Hay un asunto crucial para la marcha de estos centros sociales de primer orden: los camareros. Los sufridores de la maniática de la alquimia de su café y su tostada: "El mío de siempre, Quini, no como el de ayer, descafeinado largo con semidesnatada del tiempo en vaso de caña, muy calentito, dos sacarinas, y la media de abajo bien pasadita con mantequilla derretida y pavo". Quienes están detrás de la barra suelen ser -ya se ve- sufridos y pacientes, pero también confidentes, cosarios de paquetes y llaves, comentaristas deportivos, bien puede que con el tiempo amigos. Aunque los habrá, claro, impertinentes, bordes o escaqueados, por lo general un camarero o camarera es un sparring cuya tarea, como suele decirse, "no está pagada".
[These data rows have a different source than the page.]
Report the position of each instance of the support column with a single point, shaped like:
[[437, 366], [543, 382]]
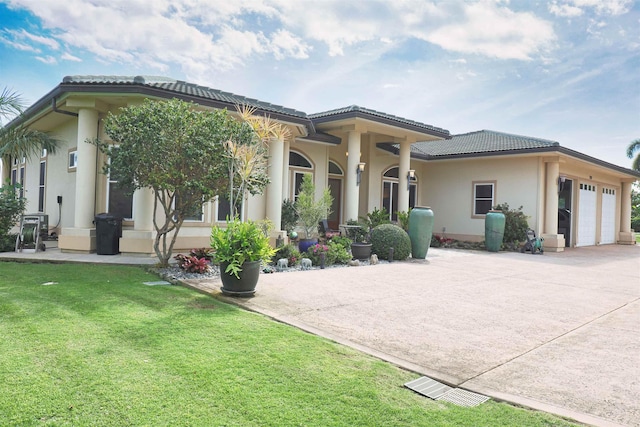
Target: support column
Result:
[[140, 239], [553, 242], [82, 237], [352, 195], [403, 171], [626, 236], [285, 170], [274, 189]]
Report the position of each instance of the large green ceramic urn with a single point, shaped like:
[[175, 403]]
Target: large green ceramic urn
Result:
[[420, 231]]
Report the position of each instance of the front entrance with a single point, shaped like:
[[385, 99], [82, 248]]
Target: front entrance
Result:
[[564, 210], [335, 188]]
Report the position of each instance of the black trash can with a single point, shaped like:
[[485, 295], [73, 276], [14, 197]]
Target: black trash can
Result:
[[108, 233]]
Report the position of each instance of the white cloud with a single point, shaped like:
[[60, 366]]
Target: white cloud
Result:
[[491, 30], [47, 59], [601, 7], [68, 57]]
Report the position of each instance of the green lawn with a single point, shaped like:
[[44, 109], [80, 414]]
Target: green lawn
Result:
[[99, 348]]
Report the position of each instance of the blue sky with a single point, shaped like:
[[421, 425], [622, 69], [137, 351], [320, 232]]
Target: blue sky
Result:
[[565, 70]]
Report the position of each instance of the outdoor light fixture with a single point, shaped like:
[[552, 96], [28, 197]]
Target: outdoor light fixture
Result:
[[410, 175], [359, 170], [561, 180]]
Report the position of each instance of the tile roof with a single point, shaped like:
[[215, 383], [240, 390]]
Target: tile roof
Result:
[[357, 111], [183, 88], [483, 141]]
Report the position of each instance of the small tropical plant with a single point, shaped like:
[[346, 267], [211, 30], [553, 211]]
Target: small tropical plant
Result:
[[289, 216], [240, 242], [312, 211], [288, 251]]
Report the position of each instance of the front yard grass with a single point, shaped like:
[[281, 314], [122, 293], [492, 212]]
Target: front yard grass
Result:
[[88, 345]]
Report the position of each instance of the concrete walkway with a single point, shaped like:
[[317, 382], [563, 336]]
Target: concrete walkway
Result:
[[555, 332]]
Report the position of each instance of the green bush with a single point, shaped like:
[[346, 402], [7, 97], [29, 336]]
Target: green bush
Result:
[[375, 218], [11, 208], [403, 220], [515, 227], [343, 241], [290, 252], [386, 236], [8, 242]]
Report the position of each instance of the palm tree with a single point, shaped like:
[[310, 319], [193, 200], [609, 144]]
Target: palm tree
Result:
[[632, 148], [19, 140]]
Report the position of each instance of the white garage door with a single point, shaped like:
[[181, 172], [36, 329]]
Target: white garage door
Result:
[[608, 225], [587, 216]]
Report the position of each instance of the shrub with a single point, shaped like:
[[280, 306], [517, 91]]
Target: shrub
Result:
[[288, 251], [289, 216], [515, 227], [11, 208], [375, 218], [386, 236], [403, 220], [343, 241], [338, 253]]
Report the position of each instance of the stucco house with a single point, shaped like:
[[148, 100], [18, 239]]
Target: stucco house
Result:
[[367, 158]]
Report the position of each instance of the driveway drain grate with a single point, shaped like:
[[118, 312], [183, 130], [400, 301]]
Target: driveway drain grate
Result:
[[428, 387], [441, 392], [463, 397]]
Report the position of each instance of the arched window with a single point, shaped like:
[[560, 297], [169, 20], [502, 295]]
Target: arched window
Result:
[[390, 188], [299, 165]]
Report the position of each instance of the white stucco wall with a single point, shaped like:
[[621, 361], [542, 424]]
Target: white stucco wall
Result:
[[447, 186]]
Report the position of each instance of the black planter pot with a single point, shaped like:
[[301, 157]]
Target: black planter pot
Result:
[[245, 286], [361, 250]]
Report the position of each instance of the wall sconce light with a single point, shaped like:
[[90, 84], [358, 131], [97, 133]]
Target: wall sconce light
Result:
[[410, 175], [561, 181], [359, 170]]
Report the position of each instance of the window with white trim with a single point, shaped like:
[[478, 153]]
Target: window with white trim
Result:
[[299, 166], [483, 197], [72, 164]]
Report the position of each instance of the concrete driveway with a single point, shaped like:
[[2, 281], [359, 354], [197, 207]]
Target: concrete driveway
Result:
[[556, 332]]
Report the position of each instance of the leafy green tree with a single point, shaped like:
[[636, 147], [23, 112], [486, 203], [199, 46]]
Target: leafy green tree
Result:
[[176, 151], [20, 140], [631, 149]]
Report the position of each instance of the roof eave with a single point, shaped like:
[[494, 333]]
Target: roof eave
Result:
[[444, 134]]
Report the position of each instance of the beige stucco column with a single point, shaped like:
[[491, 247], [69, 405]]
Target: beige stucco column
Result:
[[285, 171], [81, 237], [403, 170], [140, 239], [626, 236], [553, 242], [274, 189], [352, 193], [86, 169]]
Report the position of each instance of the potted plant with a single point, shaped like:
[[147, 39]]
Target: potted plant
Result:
[[311, 211], [359, 235], [240, 248]]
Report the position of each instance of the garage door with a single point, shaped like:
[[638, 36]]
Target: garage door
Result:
[[608, 225], [587, 205]]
Por todo eso, y sobre todo por lo menguado de sus salarios y las tremendas peonadas, debemos valorar la función social del camarero. No lo hace así la ministra recién llegada a la Hacienda Pública, María Jesús Montero, que ha movido a una Dirección General de su ramo a advertir que las propinas son salario y que deben ir incluidas en la nómina y, por tanto, tributar. Vaya por delante que hay un dinero negro de subsistencia que nada tiene que ver con los que generan el delito y también de actividades legales de postín, que elude el fisco. Hay un dinero negro benéfico: el de la asistenta del hogar por horas, el del músico callejero, el del universitario que da clases particulares. El de las propinas. Ir contra ese extra no ya es mezquino, sino que es todo lo contrario de progresista. Y, ¡ay!, implica reconocer que nos estamos convirtiendo en Camarerolandia. Y Montero ha detectado otra teta que ordeñar. Si se le hubiera ocurrido a Montoro, madre mía.